An association between exposure to anesthetic gases and PD was suggested for the first time by a case–control study conducted in Italy (136 patients diagnosed with PD by a neurologist and 272 controls matched by age and sex), in which the risk of PD was evaluated with odds ratio (OR) and 95% confidence interval (CI) estimated with logistic regression analysis. Smoking adjusted ORs were: 41.7 (CI: 12.2–142.5; p <0.0001) for family history of PD; 10.8 (2.6–43.7; p<0.0001) for family history of essential tremors; 2.6 (1.4–3.7; p < 0.0013) for advanced maternal age at the time of childbirth; 7.7 (1.4–44.1; p<0.0212) for employment in agriculture; 2.0 (1.1–3.6; p < 0.0308) for the use of well water; and 2.2 (1.3–3.8; p<0.0024) for general anesthesia [5].

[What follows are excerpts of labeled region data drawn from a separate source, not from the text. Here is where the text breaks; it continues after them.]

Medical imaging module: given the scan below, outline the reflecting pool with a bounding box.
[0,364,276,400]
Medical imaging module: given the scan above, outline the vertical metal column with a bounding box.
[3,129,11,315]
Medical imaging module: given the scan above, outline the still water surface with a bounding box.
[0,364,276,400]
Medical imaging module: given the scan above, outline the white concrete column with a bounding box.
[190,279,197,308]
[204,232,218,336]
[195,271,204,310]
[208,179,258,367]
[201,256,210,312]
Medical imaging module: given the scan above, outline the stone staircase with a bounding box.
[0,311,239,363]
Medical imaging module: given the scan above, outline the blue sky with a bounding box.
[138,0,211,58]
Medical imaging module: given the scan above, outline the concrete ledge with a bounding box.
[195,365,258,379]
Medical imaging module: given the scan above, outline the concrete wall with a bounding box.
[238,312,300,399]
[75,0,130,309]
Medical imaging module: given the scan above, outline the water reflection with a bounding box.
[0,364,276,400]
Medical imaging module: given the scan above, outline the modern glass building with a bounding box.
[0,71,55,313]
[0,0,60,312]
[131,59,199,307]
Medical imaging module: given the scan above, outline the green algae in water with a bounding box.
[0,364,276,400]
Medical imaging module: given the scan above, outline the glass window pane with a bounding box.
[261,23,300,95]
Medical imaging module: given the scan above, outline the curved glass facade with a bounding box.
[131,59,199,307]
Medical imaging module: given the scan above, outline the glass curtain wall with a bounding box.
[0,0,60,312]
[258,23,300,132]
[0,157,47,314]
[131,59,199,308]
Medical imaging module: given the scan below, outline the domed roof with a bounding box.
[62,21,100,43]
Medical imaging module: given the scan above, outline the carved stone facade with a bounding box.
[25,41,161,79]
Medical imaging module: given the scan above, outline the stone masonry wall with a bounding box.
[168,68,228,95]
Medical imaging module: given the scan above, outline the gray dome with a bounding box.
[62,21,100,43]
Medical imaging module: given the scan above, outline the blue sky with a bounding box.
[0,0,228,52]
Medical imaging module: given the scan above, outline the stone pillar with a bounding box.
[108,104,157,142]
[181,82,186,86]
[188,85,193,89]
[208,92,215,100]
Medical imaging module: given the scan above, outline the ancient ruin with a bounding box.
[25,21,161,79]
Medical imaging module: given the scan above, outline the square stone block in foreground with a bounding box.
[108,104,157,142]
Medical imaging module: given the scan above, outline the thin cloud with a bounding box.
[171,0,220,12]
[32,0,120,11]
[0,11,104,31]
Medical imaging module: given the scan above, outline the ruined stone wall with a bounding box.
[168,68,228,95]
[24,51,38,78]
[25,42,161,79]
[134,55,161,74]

A cohort study compared mortality from PD between two large groups of US male doctors (33,040 anesthesiologists and 33,044 internists) that were followed up from 1979 to 1995 [6]. The standardized mortality ratio (SMR) was estimated separately in anesthesiologists and internists in two follow up periods (≤10 e >10 years) and, in each follow-up period, a risk ratio (RR) (ratio of SMR anesthesiologists / SMR internists) was obtained. Table 2 shows that in each group of doctors, mortality was lesser with respect to that in the US population. When the two groups were directly compared, RR becomes 3.47 (1.37–9.43) in the second period, a statistically significant excess (p = 0.01) indicating that PD risk was higher in anesthesiologists compared to internists [6].
Table 2

Mortality for Parkinsons disease as the underlying cause of death in two groups of specialized doctors (anesthetists e internists) from 1979 to 1995

Length of follow up

Anesthetists

Internists

Comparison Anesthetists vs Internists

SMR

CI

SMR

CI

RR

All periods

1.33

0.75–21.5

1.03

0.61–1.59

1.29

≤ 10 years

0.60

0.15–1.57

1.78

0.89–3.12

0.34

> 10 years

2.22

1.15–3.80

0.64

0.27–1.24

3.47

The mechanistic studies linking exposure to anesthetic gases to PD are reported below.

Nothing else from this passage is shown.